Roughly half-way along Widemarsh Street in Hereford stands a building – dating to the early 17th century – generally known as the Gatehouse. It’s an appropriate name, for this is on a line with the northern gate into the medieval city. Until recently this was the home of the Herefordshire Farmers’ Club, a meeting-place for all folk agricultural. But the UK is no longer a clubbish kind of place, and the venue closed down in 2012.

Back in the early 19th Century, the Gatehouse accommodated a very different sort of clientele. By 1804 it was Miss Griffiths’ Boarding School for Ladies.

Such establishments were not uncommon in the city: there were two others in St Owen’s Street and Harley Court.

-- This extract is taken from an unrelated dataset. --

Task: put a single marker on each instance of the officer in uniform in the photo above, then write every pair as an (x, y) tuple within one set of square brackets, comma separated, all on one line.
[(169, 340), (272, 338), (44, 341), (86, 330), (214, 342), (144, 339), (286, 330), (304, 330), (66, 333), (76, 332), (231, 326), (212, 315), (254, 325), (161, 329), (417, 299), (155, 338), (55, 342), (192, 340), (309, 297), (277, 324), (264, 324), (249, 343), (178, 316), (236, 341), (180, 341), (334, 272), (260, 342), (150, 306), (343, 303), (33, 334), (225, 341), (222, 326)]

This kind of school taught the young women of the city sufficient accomplishments to secure their position in polite society, and (hopefully) get them a good match. Enough French to sound sophisticated; enough mathematics to handle household accounts, but not look threatening; and enough deportment, art and music to appear cultured.

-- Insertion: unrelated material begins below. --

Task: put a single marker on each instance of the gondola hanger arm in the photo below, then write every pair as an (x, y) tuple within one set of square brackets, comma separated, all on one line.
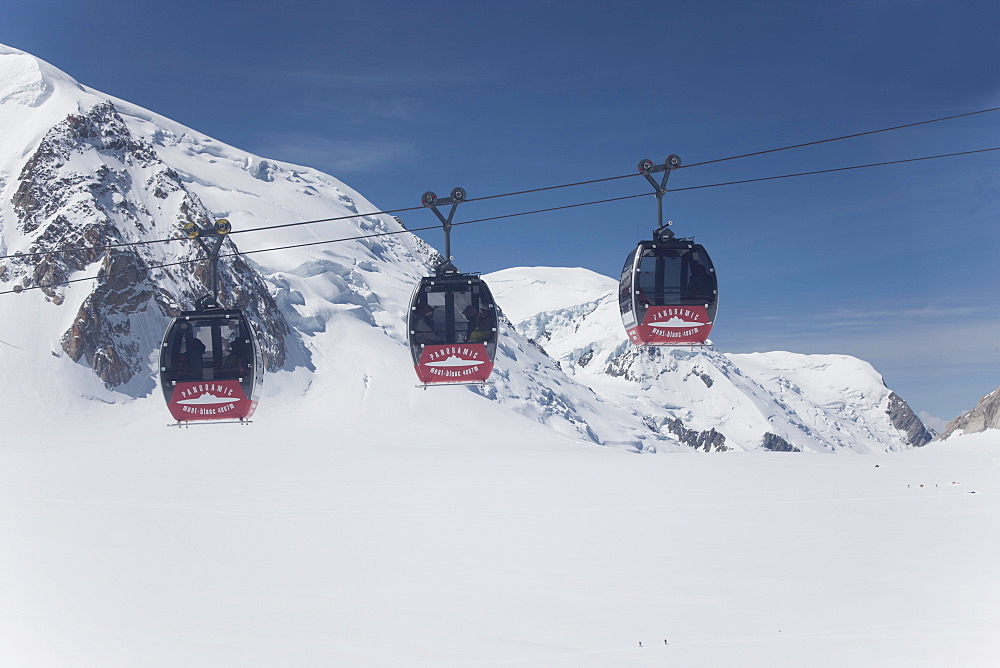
[(647, 168), (432, 201)]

Schools for young ladies were also a vital source of employment for the educated spinster or widow, who found much of the jobs market a closed shop.

Miss Griffiths passed away in 1814 or thereabouts, and her school was taken over by Miss Croucher. The latter announced her arrival in the Hereford Journal, promising “to attend to the health and improvement of the young ladies committed to her care”, and to maintain the standards of her predecessor.

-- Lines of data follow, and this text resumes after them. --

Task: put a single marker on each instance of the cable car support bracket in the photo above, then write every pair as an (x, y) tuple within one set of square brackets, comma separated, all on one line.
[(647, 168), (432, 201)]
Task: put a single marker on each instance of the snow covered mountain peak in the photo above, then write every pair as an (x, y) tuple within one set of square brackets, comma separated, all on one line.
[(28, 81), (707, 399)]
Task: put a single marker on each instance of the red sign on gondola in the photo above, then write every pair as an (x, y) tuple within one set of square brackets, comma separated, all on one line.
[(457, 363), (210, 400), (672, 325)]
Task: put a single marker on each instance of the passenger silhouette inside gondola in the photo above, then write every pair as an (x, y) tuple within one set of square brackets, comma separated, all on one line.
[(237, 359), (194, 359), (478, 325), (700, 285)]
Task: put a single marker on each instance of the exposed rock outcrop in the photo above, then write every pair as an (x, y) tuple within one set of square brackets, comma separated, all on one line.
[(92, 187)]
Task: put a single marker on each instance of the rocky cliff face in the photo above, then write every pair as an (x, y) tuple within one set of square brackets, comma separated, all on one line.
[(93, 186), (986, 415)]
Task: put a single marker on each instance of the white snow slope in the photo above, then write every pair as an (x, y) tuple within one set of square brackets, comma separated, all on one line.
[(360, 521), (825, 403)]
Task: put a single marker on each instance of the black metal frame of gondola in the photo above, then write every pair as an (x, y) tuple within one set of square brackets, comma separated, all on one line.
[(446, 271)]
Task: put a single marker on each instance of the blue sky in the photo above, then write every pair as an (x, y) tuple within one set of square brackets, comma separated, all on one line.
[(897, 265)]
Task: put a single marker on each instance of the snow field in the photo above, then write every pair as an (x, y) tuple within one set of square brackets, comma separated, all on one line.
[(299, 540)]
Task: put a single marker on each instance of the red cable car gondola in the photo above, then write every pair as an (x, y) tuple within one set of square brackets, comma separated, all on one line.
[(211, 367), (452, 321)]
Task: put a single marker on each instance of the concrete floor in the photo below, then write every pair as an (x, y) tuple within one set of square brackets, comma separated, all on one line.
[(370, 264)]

Miss Croucher did rather better than that.

Prior to opening the school, Miss Croucher advertised in the national press for an art teacher.

An art teacher was not an essential adjunct to a ladies’ school, but it was certainly a desirable one.

Down in London she interviewed a likely candidate, “approved of his specimens, liked his appearance and manners, and was quite satisfied as to his character and respectability.” You can never be too careful with artists.

The artist in question happened to be David Cox, arguably one of England’s greatest painters, particularly as a water-colourist. In his day, Cox was deemed to be equalled only by John Constable.

At the time of the interview, Cox was in his early thirties. Born in Deritend in Birmingham, he had moved to London to further his career, but even here found teaching and writing more profitable than painting.

Having recently published a treatise on landscape painting, Cox was the perfect catch for Miss Croucher. She offered the painter a salary of £100 per annum for teaching twice a week at the Gatehouse, and, better still, said she had no objection to him taking on other work alongside his school duties.

Cox took Miss Croucher at her word. Not only did he take in private pupils (charging them 70 guineas a year for training, board and lodging), he also gave instruction at another ladies’ school in the city, and at the grammar school. It’s an indication of Miss Croucher’s generosity (and probably the impoverishment of the grammar school) that for the latter Cox received just six guineas a year.

Through all of this, Cox continued to sketch and to paint, though when he turned up at Birmingham to sell his drawings, he rarely made more than six or seven shillings a piece. They’re worth considerably more today.

By all accounts Cox was not the most enthusiastic of teachers, considering it less a calling, and more a necessary evil. Had the artist been content to go where the money called – and that was in topographical studies – he might have been able to avoid it altogether. And the Birmingham dealers would have offered him much better prices.

Nevertheless, all this hard work allowed Mr and Mrs Cox to become upwardly mobile. Their first home in Hereford was a ramshackle cottage, which they rented at Lower Lyde, a couple of miles from the city; by 1824, however, Cox was wealthy enough to be able to purchase land at Aylestone Hill, and build himself a property of his own, called Ash Tree House. Here he gardened to his heart’s content, in between his teaching duties and the trips into Wales to seek artistic inspiration.

As far as we can tell, the presence of David Cox at Miss Croucher’s school did not help to unearth a great talent among the intake. That was not what Cox was there for, and anyway, entry into the profession was tough enough for a man, let alone a woman.

Indeed, only one of Cox’s live-in pupils at Hereford achieved any degree of success in the years to follow.

This was Joseph Murray Ince of Presteigne in Radnorshire. Ince was 17 years old when his father sent him across the border to study under Cox, and the young man spent three or four years under Cox’s umbrella. Cox had two pupils at this point, the other being the son of the Duke of Beaufort’s agent.

Inevitably, perhaps, given this closeness, Joseph Ince turned into a kind of carbon copy of his master, specialising in watercolours and landscapes, and supplementing his income with teaching. For some years Ince was drawing master at Cambridge University.

In 1826 this little Hereford coterie broke up, Ince heading for London, followed by the Cox family soon after.

But Miss Croucher had had more than a decade out of David Cox, and set him on the road to financial security.

In the precarious world of the art market, that was no mean achievement.